Eggnog, surprisingly, seems to be a controversial holiday drink...either you love it or you hate it. Then, if you love it, store-bought or homemade? In my humble opinion, they are in two totally different categories, nothing compares to homemade! Are the eggs cooked or are the eggs raw? Whiskey, bourbon or rum? Cream, milk or almond milk? Everyone seems to have an opinion, so I decided to weigh in with a few opinions of my own.
While recipe testing for this post, I was serving the eggnog to a wide range of people, so I decided to create an "eggs cooked" version of eggnog. I made the batches ahead of time and put them in the fridge so the flavours could marry. I think this actually led to a more mellow and balanced eggnog. In the future I would make the eggnog the day ahead and then add-in the alcohol before serving.
We sampled the cooked eggnog with whiskey, bourbon and dark rum, and the overall "winner" was the dark rum! It was a nice complement to the flavours to the holiday spices, while not taking over. The whiskey tended to overpower the drink, losing the holiday spice flavours. The bourbon was nice, but added extra sweetness to an already sweet drink. Really though, it's up you which add-in you prefer. If you love bourbon, use bourbon, if you love Irish whiskey, use Irish whiskey.

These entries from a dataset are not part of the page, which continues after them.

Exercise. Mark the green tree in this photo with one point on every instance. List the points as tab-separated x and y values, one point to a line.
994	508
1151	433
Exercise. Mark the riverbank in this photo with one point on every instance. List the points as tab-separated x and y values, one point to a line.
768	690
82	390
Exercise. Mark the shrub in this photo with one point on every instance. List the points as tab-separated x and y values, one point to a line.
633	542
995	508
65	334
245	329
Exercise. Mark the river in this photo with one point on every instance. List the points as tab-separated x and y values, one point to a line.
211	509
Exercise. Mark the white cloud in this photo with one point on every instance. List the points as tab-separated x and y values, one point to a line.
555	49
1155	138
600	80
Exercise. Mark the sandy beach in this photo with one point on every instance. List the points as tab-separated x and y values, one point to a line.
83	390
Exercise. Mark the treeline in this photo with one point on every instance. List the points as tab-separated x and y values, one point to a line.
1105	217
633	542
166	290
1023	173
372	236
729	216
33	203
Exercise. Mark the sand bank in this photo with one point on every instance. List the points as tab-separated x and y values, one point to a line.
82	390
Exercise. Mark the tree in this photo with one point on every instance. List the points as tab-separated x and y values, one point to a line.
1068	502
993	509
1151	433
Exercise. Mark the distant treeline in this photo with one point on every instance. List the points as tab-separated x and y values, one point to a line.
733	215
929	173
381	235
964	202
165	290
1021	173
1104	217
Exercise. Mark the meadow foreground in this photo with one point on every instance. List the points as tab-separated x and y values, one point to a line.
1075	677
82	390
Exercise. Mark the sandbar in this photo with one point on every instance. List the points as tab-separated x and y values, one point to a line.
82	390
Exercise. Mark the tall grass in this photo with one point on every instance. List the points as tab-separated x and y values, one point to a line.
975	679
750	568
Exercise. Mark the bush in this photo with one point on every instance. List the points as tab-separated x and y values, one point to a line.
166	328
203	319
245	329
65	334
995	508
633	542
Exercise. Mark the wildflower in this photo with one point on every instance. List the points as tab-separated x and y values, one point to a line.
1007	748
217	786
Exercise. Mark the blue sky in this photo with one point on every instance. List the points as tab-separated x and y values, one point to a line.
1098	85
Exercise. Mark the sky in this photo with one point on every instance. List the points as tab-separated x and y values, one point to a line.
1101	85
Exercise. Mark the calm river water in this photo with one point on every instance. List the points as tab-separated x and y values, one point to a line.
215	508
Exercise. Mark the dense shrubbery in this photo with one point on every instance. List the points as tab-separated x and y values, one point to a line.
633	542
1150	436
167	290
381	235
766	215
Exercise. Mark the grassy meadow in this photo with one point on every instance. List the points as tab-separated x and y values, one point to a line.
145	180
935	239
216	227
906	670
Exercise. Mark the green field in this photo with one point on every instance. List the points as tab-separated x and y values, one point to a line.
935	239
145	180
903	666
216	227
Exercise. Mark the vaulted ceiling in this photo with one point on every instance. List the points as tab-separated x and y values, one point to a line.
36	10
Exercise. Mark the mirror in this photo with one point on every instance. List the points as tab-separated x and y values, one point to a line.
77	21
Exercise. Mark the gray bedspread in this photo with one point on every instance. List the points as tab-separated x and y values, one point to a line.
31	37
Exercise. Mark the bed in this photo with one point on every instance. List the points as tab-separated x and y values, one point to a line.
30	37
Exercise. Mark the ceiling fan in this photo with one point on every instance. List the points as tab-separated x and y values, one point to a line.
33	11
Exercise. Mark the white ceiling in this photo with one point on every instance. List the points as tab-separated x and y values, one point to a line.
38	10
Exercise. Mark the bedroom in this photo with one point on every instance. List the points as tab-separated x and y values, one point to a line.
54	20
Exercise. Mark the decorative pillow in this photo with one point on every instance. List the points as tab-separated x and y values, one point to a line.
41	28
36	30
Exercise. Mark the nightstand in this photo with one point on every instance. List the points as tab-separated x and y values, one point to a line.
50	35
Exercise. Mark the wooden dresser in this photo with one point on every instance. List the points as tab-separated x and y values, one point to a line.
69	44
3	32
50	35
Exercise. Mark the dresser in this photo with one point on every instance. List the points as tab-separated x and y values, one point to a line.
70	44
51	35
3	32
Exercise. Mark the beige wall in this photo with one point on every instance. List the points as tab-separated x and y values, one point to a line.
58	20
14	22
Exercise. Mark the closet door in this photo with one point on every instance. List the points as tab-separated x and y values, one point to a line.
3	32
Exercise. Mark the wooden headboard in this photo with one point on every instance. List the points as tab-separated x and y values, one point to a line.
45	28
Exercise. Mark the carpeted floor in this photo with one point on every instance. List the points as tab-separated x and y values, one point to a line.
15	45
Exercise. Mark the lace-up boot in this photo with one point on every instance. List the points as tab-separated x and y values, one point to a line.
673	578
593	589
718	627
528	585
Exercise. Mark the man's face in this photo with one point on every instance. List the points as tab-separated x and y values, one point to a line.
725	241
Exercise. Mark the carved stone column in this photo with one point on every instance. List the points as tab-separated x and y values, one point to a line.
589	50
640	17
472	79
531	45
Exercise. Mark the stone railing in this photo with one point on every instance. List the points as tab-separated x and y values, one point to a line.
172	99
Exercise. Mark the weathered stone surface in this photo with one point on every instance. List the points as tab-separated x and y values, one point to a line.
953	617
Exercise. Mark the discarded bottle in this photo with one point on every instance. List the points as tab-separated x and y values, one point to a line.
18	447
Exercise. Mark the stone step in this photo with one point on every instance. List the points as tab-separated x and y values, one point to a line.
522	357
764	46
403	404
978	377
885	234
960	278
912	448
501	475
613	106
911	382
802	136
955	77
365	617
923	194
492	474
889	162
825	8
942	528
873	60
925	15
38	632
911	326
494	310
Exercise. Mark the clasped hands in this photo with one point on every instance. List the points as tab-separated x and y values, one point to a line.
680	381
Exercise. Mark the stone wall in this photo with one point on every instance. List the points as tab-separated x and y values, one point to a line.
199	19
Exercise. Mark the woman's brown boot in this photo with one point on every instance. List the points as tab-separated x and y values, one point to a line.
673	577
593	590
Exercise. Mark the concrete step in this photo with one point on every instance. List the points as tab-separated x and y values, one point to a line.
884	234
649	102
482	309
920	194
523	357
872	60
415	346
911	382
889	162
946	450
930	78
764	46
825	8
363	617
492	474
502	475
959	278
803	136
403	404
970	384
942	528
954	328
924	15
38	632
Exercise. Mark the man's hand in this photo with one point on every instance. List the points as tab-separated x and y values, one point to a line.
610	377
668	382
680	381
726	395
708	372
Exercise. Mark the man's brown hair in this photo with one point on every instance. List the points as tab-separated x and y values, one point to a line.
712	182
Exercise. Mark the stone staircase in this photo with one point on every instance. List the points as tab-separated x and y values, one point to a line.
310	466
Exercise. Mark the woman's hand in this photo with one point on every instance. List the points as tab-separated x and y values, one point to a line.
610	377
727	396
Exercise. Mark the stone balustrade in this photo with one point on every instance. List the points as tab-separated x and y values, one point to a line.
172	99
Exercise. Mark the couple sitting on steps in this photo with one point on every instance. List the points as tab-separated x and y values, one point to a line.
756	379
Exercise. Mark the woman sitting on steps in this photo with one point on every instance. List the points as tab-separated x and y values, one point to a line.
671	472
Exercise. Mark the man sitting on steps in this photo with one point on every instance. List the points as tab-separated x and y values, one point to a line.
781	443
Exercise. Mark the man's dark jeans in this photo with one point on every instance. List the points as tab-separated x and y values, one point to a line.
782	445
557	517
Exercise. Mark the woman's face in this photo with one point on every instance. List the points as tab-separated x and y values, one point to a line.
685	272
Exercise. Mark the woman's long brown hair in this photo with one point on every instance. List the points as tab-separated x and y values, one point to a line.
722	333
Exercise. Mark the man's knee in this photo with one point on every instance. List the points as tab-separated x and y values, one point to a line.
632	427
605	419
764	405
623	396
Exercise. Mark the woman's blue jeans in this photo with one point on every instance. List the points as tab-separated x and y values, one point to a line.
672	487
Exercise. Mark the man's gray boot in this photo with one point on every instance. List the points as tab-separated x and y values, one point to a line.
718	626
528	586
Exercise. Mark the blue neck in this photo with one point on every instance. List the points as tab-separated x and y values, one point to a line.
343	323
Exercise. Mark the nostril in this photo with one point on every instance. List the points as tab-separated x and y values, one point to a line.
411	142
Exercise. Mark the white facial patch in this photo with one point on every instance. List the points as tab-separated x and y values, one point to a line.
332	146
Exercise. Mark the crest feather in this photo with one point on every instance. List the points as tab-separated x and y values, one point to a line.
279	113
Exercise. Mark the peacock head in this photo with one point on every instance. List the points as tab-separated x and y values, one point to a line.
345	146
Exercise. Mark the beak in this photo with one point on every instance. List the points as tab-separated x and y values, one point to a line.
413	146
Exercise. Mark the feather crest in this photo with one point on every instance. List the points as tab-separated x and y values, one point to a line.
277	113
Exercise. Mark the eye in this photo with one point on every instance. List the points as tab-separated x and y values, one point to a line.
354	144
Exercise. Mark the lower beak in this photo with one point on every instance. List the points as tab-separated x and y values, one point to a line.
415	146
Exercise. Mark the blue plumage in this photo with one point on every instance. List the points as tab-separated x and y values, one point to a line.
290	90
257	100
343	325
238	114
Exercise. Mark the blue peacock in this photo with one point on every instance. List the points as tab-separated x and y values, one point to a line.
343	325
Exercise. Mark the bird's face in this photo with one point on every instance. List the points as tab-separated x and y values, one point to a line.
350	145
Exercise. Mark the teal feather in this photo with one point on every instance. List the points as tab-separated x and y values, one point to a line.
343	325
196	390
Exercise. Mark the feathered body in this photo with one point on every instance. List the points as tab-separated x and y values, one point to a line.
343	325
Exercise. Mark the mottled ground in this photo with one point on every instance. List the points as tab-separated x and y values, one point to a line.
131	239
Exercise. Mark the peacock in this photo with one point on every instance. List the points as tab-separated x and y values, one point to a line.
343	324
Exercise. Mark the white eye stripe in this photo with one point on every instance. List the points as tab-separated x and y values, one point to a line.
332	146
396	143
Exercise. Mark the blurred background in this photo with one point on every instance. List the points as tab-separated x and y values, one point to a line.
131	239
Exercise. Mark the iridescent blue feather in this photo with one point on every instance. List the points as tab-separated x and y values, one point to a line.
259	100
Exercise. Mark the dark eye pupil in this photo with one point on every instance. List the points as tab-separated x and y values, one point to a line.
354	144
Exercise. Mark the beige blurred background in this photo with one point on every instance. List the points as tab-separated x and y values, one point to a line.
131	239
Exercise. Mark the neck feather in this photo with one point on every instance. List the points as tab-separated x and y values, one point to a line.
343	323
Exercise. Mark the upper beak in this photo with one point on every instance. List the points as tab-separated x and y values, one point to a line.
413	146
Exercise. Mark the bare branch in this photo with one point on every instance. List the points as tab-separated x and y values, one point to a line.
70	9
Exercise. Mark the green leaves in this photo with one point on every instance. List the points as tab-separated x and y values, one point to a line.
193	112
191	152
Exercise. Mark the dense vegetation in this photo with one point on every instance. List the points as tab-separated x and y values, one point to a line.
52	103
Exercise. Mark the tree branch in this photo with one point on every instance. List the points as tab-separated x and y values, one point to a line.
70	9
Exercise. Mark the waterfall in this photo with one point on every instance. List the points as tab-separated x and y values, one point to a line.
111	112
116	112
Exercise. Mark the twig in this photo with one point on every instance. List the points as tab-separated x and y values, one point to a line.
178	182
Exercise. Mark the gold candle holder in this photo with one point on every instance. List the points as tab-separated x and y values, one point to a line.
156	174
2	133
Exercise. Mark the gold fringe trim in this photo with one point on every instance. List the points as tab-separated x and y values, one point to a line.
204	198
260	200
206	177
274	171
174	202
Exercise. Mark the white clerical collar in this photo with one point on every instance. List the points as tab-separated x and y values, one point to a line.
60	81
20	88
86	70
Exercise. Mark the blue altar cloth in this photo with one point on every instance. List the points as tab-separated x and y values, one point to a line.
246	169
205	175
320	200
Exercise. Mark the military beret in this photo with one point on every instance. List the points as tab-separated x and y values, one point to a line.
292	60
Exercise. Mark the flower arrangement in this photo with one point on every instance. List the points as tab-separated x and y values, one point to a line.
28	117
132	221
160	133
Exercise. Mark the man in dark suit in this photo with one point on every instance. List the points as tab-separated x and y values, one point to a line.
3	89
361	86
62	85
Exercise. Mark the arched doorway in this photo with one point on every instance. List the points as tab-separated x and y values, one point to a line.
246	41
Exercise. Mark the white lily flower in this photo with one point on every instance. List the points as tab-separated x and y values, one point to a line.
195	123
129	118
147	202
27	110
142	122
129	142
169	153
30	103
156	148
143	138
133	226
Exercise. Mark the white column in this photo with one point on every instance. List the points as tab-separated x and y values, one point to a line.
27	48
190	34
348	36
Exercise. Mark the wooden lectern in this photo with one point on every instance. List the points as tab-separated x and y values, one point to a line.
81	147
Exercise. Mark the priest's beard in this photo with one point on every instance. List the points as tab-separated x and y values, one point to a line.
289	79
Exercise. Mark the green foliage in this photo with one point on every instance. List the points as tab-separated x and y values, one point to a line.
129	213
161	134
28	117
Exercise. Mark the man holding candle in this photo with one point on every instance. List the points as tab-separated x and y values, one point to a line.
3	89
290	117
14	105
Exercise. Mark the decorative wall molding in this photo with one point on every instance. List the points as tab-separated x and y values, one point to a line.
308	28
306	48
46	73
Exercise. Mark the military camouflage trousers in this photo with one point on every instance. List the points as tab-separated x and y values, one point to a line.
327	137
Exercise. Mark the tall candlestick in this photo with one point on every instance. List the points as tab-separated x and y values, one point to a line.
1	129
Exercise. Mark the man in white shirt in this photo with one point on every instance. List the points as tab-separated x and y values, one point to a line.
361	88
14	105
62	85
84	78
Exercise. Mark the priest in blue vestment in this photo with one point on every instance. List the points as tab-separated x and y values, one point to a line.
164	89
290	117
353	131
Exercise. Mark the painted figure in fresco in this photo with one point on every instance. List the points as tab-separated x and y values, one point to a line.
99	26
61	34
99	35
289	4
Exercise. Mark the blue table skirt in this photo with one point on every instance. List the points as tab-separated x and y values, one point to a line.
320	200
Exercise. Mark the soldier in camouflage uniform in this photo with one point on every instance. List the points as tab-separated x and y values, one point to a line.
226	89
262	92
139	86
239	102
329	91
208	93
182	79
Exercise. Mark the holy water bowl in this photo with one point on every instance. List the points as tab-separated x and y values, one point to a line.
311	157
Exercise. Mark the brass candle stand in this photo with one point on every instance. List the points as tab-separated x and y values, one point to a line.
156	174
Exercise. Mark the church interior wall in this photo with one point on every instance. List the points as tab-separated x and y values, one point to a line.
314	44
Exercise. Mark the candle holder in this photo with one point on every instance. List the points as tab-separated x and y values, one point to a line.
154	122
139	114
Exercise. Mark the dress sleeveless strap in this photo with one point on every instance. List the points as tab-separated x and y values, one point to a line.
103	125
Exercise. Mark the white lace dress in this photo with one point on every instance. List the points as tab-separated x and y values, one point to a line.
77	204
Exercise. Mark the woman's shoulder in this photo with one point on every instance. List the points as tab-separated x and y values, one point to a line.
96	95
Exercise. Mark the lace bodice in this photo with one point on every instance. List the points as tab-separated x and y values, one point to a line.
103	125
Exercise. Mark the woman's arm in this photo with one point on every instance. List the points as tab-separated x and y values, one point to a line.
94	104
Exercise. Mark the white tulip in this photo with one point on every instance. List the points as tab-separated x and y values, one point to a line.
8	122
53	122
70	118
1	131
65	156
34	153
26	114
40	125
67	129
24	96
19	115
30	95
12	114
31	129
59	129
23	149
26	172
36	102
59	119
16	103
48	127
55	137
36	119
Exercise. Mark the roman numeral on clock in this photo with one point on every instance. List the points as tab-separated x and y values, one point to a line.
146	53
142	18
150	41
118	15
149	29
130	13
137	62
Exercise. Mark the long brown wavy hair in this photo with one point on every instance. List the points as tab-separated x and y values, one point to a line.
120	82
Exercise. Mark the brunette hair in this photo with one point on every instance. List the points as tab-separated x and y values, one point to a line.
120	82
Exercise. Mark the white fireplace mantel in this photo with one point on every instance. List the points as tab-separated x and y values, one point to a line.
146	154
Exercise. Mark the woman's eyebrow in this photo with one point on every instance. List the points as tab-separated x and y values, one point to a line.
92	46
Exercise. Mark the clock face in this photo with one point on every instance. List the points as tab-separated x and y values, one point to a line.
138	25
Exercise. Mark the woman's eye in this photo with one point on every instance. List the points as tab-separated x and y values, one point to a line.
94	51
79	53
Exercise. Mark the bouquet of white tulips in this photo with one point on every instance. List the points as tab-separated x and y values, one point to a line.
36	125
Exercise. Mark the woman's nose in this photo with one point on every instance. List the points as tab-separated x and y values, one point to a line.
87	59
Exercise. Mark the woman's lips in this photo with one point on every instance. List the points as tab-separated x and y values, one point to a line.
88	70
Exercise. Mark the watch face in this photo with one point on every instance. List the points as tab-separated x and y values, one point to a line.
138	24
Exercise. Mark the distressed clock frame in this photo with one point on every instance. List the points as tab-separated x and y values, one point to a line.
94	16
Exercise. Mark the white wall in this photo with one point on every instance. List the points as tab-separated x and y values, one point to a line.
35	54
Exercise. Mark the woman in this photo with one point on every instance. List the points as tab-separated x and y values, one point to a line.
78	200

One of my favourite places to visit for mulled wine and eggnog is Pourhouse, a local Vancouver watering hole. It has one fantastic eggnog (see picture below), the best in the city, I'd say! For their version, they freshly shake it upon order, using raw eggs and whiskey. This year, I finally discovered their secret ingredients...the addition of orgeat (almond syrup) and a splash of sherry. Both the orgeat and the sherry add a depth to the eggnog, a nuttiness that warms the drink. Next year, we'll have to do a repeat taste test with these additions!
For eggnog lovers, those worried about raw eggs and Santa, who has a long night ahead of him, I think this recipe is perfect. It's make-ahead and a crowd pleaser. Whether you like it of not, eggnog is a quintessential holiday drink. It brings a smile to most faces at any holiday gathering and people will be very impressed that you made it from scratch!
Wishing you a very Merry Christmas.
Enjoy,
Krista
Homemade Cooked Eggnog
(Serves 6)
Ingredients
5 egg yolks (reserve the whites for another recipe or cocktails)
1/2 cup sugar
1 cup heavy cream
2.5 cups whole milk
pinch of salt
1/2 teaspoon nutmeg, ground fresh
2 cinnamon sticks
1/4 teaspoon vanilla
grated nutmeg, garnish
cinnamon stick, garnish
1/2 oz - 1 oz dark rum (or your spirit of choice)
1/4-1/2 oz sherry (optional)
Method
In a large bowl, whisk together the egg yolks and sugar until slightly frothed and creamy.
In a medium sauce pan over medium heat, add the cream, whole milk, salt and nutmeg. Whisk together until smooth and mixture begins to slightly simmer.
Add one small ladle full of the warmed milk mixture into the egg mixture, whisking continuously to temper the eggs. You do not want scrambled eggs, so the continuous whisking is important. Repeat, adding a second ladle-full of the warmed milk mixture into the eggs to increase their temperature. Keep whisking for 30 seconds to 1 minute. Slowly add egg mixture into the saucepan with the remaining warmed milk. Increase temperature to medium and whisk until liquid starts to thicken, this will take a bit of time. You want the mixture to reach a temperature of 160 degrees on a thermometer. Like custards, cooked eggnog must reach 160 degrees to prevent the growth of bacteria.
Remove sauce pan from heat. Whisk in vanilla, and add cinnamon sticks. Allow eggnog to steep with cinnamon sticks while it cools. After cooled to room temperature, remove cinnamon sticks and pour eggnog into a pitcher. Cover and place in the refrigerator until ready to serve.
When serving, add 1/2 - 1oz of dark rum (about 1/2 oz per 1 cup of eggnog) and a small splash of sherry (1/4 oz per 1 cup of eggnog) to each glass. Top with chilled eggnog and mix well. Garnish with freshly grated nutmeg and a cinnamon stick.
*I vary the amount of rum depending on the size of my glass. If using a small punch glass, I might even reduce the rum to 1/4 oz. You don't want the alcohol to dominate the flavours of the eggnog, just to accentuate it.
*These beautiful glasses were gifted to me by the sweet Judy Funk. Aren't they the perfect glass for a special holiday cocktail, with the etching on the bottom? Love them, thank you Judy!